August 5, 2011 / 1:02 PM / in 6 years

Snap analysis: July payroll data eases recession fears

WASHINGTON (Reuters) - U.S. jobs growth in July picked up substantially in July, a sign the world’s largest economy is gathering some momentum and easing worries a new recession could be brewing.

The U.S. economy generated 117,000 jobs last month -- more than twice the revised rate from June -- and the unemployment rate fell to 9.1 percent.

The report came in stronger than Wall Street expected. Economists had forecast a gain of just 85,000 in non-farm payrolls with the unemployment rate holding steady at 9.2 percent.

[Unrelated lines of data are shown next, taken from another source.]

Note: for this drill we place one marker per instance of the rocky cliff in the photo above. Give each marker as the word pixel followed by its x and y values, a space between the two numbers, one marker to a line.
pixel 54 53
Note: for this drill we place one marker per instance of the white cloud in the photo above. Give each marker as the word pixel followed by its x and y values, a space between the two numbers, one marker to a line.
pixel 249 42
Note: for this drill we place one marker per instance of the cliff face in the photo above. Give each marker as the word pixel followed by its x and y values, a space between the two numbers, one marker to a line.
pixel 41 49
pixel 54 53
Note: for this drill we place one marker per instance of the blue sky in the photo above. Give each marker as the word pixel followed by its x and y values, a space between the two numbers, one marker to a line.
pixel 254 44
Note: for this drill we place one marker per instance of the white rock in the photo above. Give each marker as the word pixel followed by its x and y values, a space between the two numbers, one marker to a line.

However, the dip in the jobless rate reflected more of a contraction in the size of the workforce than an improved employment picture. The total ranks of the employed as measured by the Labor Department’s survey of households slipped by 38,000. But that measure is quite volatile, and markets tend to take their cue from the survey of employers.

The data suggests forecasts for a pick-up in the pace of the recovery are on track and it eases pressure on the U.S. Federal Reserve to take new action to boost growth. Fed policy-makers meet on Tuesday.

Moreover, the slight improvement in the jobs picture will be welcome news in the White House, although President Barack Obama would like to see much more substantial improvement in the economy before standing for re-election in November 2012.

Following are key details from the Labor Department figures:

* The payrolls count for May and June was revised to show 56,000 more jobs added than previously reported.

* Government payrolls dropped 37,000 in July, a ninth straight month of job losses. The drop was mostly due to a government shutdown in Minnesota that left thousands of state workers without paychecks during the survey period for July payrolls.

* Temporary help -- a harbinger of permanent hiring -- rebounded modestly after declining for three straight months.

* The length of the average work week held steady, but a measure of the total work effort edged higher due to the payrolls gain.